In the darkness she was a silhouette, a complication of shadows against the window light. She wasn’t looking at me, but at the ceiling. I studied her profile—the rounded forehead, the curve of her jaw, the placement of her mouth—positioned not just between her nose and chin, but also forward of them, as if something in the architecture of her face were straining outward. She wore a steel-gray necklace, Uspar-Nagoi logo glinting between the dark curve of her breasts. I traced her bottom lip with my finger.
“You’re wrong,” I said.
“How’s that?’
“I’ve seen them. They exist.”
I closed my eyes and slept.
The rain was still coming down, building puddles across the Chicago streets. We pulled onto Dearborn and parked the car in a twenty-dollar lot. Veronica squeezed my hand as we walked toward the restaurant.
Voicheck was standing near the door; you couldn’t miss him. Younger than I expected—pale and broad-faced, with a shaved head, dark glasses. He stood outside the restaurant, bare arms folded in front of his chest. He looked more like a bouncer than any kind of scientist.
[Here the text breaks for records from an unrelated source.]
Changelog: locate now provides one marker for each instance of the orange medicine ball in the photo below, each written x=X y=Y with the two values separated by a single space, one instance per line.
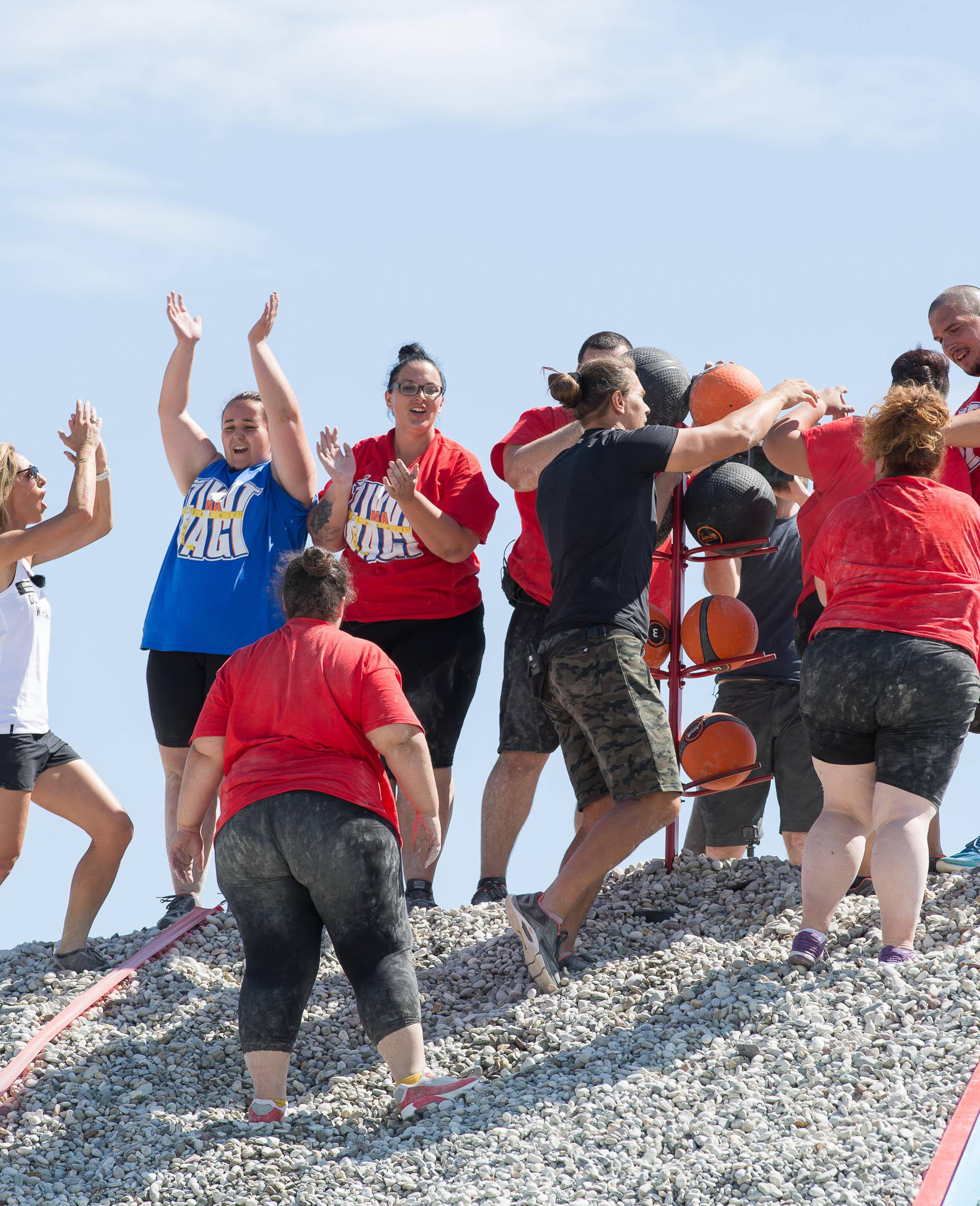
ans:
x=720 y=391
x=658 y=641
x=718 y=628
x=714 y=744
“You must be Voicheck,” Veronica said, extending her hand.
He hesitated for a moment. “I didn’t expect you to be black.”
She accepted this with only a slight narrowing of her eyes. “Certain people never do. This is my associate, John.”
I nodded and shook his hand, thinking, typical Eastern European lack of tact. It wasn’t racism. It was just that people didn’t come to this country knowing what not to say; they didn’t understand the context. On the floor of the East Chicago steel plant, I’d once had a Russian researcher ask me, loudly, how I could tell the Mexican workers from the Puerto Ricans. He was honestly curious. “You don’t,” I told him. “Ever.”